I've got to say, I'm sick of seeing movies with Industry people. The screenings we go to as press are also reserved for people in the industry. I'm convinced that most of these people – whether they be buyers, distributors, or cinema owners – don't really care all that much about movies. They simply want to know what is going to be marketable and because of this they are, for lack of a better term, asses in the screenings. The industry people constantly have their cell phones out emailing people. They walk out of screenings ten minutes into the movie just because. Most of them behave fine, but some of the worst offenders are ridiculous. I had a lady sitting next to me in 'The Words' who simply fell asleep and started snoring loudly. She was one of these old ladies that piles everything on her lap – huge down coat, purse, and water bottle – and then has some of it spill on over onto my lap. I'm not sure what it is, but most of these older industry people have no concept of personal space. They're oblivious and it drives me bonkers.

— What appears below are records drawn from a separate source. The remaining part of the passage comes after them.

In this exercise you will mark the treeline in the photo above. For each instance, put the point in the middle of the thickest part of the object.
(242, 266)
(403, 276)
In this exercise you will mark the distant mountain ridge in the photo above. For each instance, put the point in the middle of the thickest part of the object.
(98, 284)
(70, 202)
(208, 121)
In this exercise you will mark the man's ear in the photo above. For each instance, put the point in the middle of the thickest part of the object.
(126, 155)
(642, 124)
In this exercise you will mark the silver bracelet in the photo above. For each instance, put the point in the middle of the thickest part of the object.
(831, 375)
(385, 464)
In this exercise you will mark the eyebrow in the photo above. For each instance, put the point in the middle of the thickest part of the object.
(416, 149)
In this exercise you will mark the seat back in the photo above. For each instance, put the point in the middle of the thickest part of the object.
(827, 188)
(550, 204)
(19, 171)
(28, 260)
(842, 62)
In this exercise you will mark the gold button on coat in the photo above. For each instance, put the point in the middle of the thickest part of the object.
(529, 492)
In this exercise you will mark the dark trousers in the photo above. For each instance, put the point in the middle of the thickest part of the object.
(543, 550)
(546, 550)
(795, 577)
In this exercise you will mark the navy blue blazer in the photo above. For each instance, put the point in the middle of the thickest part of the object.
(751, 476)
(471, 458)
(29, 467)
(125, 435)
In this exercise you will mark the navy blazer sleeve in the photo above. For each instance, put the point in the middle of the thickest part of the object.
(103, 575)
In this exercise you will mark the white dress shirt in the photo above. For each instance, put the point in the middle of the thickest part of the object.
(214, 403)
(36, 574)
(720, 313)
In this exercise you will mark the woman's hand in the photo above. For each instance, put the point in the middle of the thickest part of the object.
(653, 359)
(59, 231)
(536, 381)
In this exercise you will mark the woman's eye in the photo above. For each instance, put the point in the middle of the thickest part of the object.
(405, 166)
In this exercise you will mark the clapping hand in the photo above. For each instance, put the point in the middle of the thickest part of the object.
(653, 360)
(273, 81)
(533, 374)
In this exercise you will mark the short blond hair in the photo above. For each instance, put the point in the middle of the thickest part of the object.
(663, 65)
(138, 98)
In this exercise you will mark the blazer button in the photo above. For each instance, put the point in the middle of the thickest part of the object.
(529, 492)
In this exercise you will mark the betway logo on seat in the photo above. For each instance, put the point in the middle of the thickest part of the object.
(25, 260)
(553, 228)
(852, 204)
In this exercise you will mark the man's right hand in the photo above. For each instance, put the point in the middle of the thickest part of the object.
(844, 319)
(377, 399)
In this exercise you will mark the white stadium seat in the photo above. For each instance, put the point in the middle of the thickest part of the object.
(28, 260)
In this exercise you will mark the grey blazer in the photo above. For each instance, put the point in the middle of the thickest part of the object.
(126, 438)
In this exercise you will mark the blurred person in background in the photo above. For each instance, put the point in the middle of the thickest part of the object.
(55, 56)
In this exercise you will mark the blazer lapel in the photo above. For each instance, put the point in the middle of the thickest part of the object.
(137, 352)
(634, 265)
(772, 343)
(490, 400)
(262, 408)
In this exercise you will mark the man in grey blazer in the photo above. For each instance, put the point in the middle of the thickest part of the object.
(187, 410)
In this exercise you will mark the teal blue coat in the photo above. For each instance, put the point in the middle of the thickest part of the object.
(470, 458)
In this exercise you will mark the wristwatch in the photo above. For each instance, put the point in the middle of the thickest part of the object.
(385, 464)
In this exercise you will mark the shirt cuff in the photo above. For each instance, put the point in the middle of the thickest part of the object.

We're nearing the end of the festival and people are starting to get a bit snippy with each other. The buses, once places of wide-eyed optimism for future movies, have now turned into dour log jams of body parts as people yell at other people to "scoot in" or "move out of the way!" It's always around this time where people start to lose it. They've been in Park City a week. They haven't slept much. They've probably eaten mostly from fast food joints. Simply put, everyone's patience is wearing thin and you can tell.
As I was writing a few reviews in the Festival Headquarters a pair of industry folks walked into the lobby I was in and started yelling at each other. I think they may have been married, but I'm not sure. She was yelling at him for not "protecting" them, and he was yelling at her for I'm not sure what. All these people walking back and forth and they're yelling at each other. If I had to be stuck solely around industry people for that long, I'd probably be yelling at them too.
Tonight I had a screening of 'Price Check' starring Parker Posey at 6:30pm. I was planning on being home around 9:00pm. A very early day for me.
In the line for 'Price Check' I met some wonderful people from Utah who wanted to know all the movies I'd seen over my time here and what my favorites were. It was fun talking to them, and just reaffirmed how I feel about the spirit of this film festival. Nowhere else are you going to run into complete strangers and simply start talking about all the movies you've seen in the past couple days and what you thought about them.
'Price Check' was marginally funny and never really turned out to be anything more than a phony workplace comedy. I felt cheated when, at the moment of the movie where all the tension and mistrust is coming to a head it decides to fade to black. When we come back everything is perfect. Nothing horribly bad has happened and we get a warm, sappy ending. It was a major letdown.
I didn't stay for much of the Q&A because I found the movie to be generic and uninteresting. I did however stay long enough to snap a couple pictures of Posey.
Tomorrow I'm planning on seeing the movie 'Shadow Dancer' at noon which stars Clive Owen and Gillian Anderson. After that I'm headed to 'Wrong' which I've heard good things about. Finally, for the nightcap I'm going to check out Joseph Gordon-Levitt's HitRECord.org special and see what it's like. Oh, and I may fit in a free lunch in there somewhere. Everyone loves free sandwiches.